Five gold projects and a silver-zinc project in Ontario and Saskatchewan, oil production in Alberta, and four uranium projects in Saskatchewan
Portfolio Summary

Source: Company / FRC
The following sections summarize ARQ’s flagship projects.
Sparky Oil Project
During 2023–2024, Argo invested $2.6M to develop five oil wells in Alberta, operated by Croverro Energy , a private oil producer in Alberta and Saskatchewan. Four wells are currently producing.
ARQ made its first oil investment in 2023
Project Location

Source: Company
Wells are located in Lloydminster and Lindbergh, producing heavy oil
Heavy oil is denser, more viscous, and lower in API gravity (<22 API), making it harder to refine and generally selling at a discount to light oil, which flows easily and yields more high-value products. Heavy oil wells typically have modest initial production , but can maintain output steadily for 7–10 years, whereas light oil wells often start higher but decline faster.

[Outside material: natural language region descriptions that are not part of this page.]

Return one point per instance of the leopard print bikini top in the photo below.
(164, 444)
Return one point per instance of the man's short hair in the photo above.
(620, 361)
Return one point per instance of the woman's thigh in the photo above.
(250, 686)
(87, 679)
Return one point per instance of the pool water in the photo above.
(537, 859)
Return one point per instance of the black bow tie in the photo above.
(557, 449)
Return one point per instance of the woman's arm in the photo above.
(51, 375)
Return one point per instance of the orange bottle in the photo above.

Oil Type & Production Profile
A standard well in Argo’s target regions, often horizontal or multilateral to maximize reservoir contact, produces roughly 80–120 bpd, with a moderate decline rate of 10–15% per year in the early years. Drilling costs are typically $1–2 M per well, with OPEX around $15/bbl, making them relatively low-CAPEX and low-OPEX projects. This efficiency is because the wells target the Sparky Formation , a shallow layer at 450–650 m, which keeps drilling costs low, combined with high pressure and good permeability, allowing production without expensive injection methods.